21. Buy Gifts For Each Other
I want you to note that it is important to buy a gift for one another. Such as a flower (for the woman) with a caption of “I am sorry”. This melts the heart and keeps it overlooking all that has happened.
22. Send Love Messages To One Another
You can send love messages to your spouse through the phones or social media even right at the physical presence of one another. Post him/her on your social media statuses and praise them for being part of your life. They appreciate this and are reassured of being loved and wanted.
23. Arrange a Surprise Package
Do things you have never done before to appease the soul of your partner. For example, a man who doesn’t cook in the home might just decide to be the one to prepare special breakfast for the day and serve the woman while still on the bed after waking her up compassionately. This is an extremely positive vibe to totally clear off any remnant particles as a settled dispute.
24. Do Some Old Things Again
Doing some old things again has a special way of uniting each couples. Now, get a paper, use your personal handwritings to write apology letters and send it to your partner in or outside of the home.
Some old things that have been forgotten can be brought back just to appeal to the heart. Something archaic would make him or her smile and feel loved again.
25. Do Something Crazy
For example, take her outside amidst a public place and make a marriage proposal again with a ring and fall on your kneels to say “Will you marry me again and again and again?” she could burst into laughter or even tears of profound joy.
A woman can also decide to wear her wedding gown once more and say “Sweetie, come and take me to the altar again”… all these are crazy and seemingly gibberish but they could create a comic relief and eases the heart.
As I conclude let a spade be called a spade, conflicts in marriage, and especially constantly recurring ones can break one’s perseverance and one just feels like ending it all sometimes but if one were to sit back and relax before taking hard decisions, one would be grateful that they weren’t too quick about giving up.

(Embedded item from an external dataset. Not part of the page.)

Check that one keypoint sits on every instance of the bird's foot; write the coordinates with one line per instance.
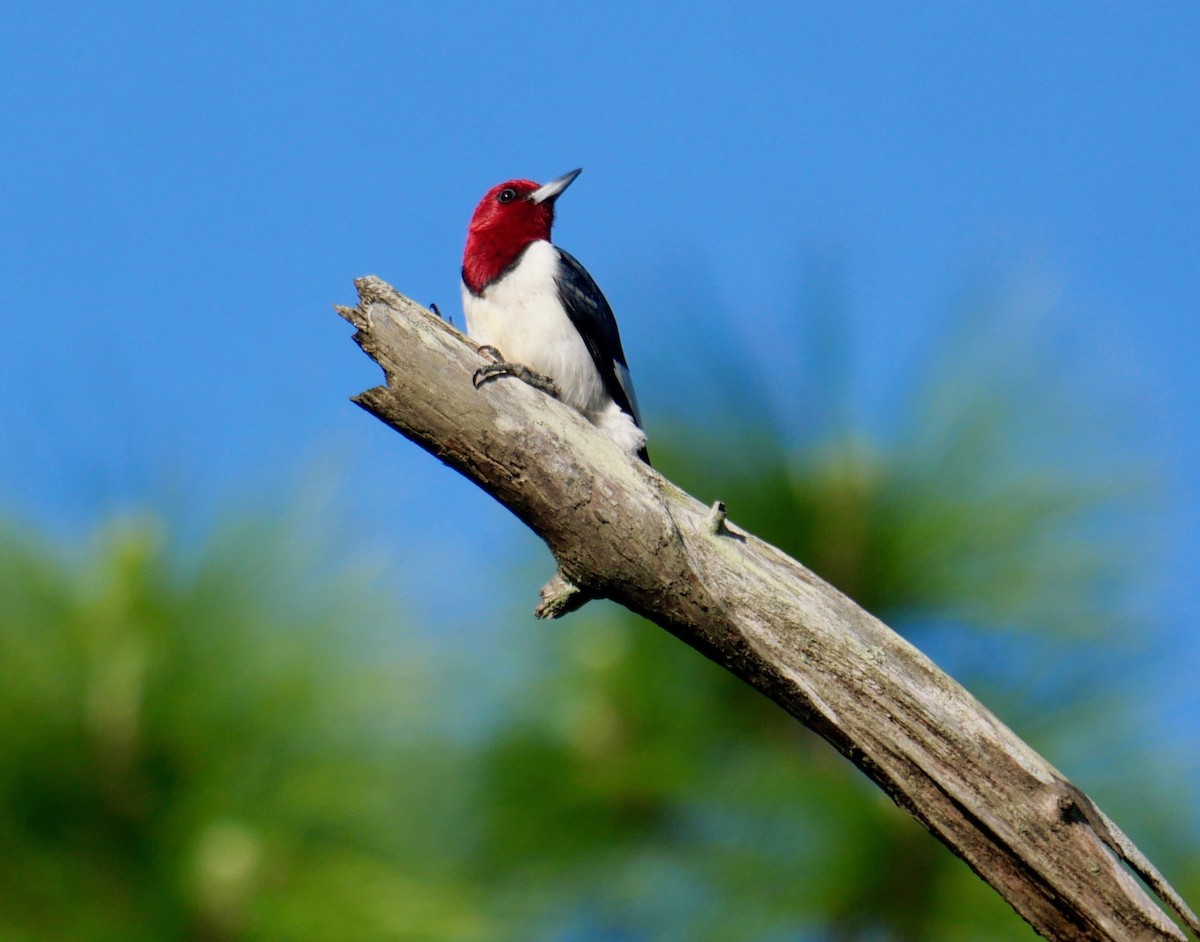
(499, 366)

A lot of people are now divorcees out of disputes they experienced in their marriages and afterwards, they haven’t been able to get better persons than their divorced spouses and it is too late to go back.
A lot of them regret their actions and they keep saying to themselves, “if only I had been more tolerant”, and “if only I could take back the hands of time”. God has a reason for bringing you together with your spouse, do all you can to make sure that all disputes don’t get out of hands. You are the custodians of your own marriages.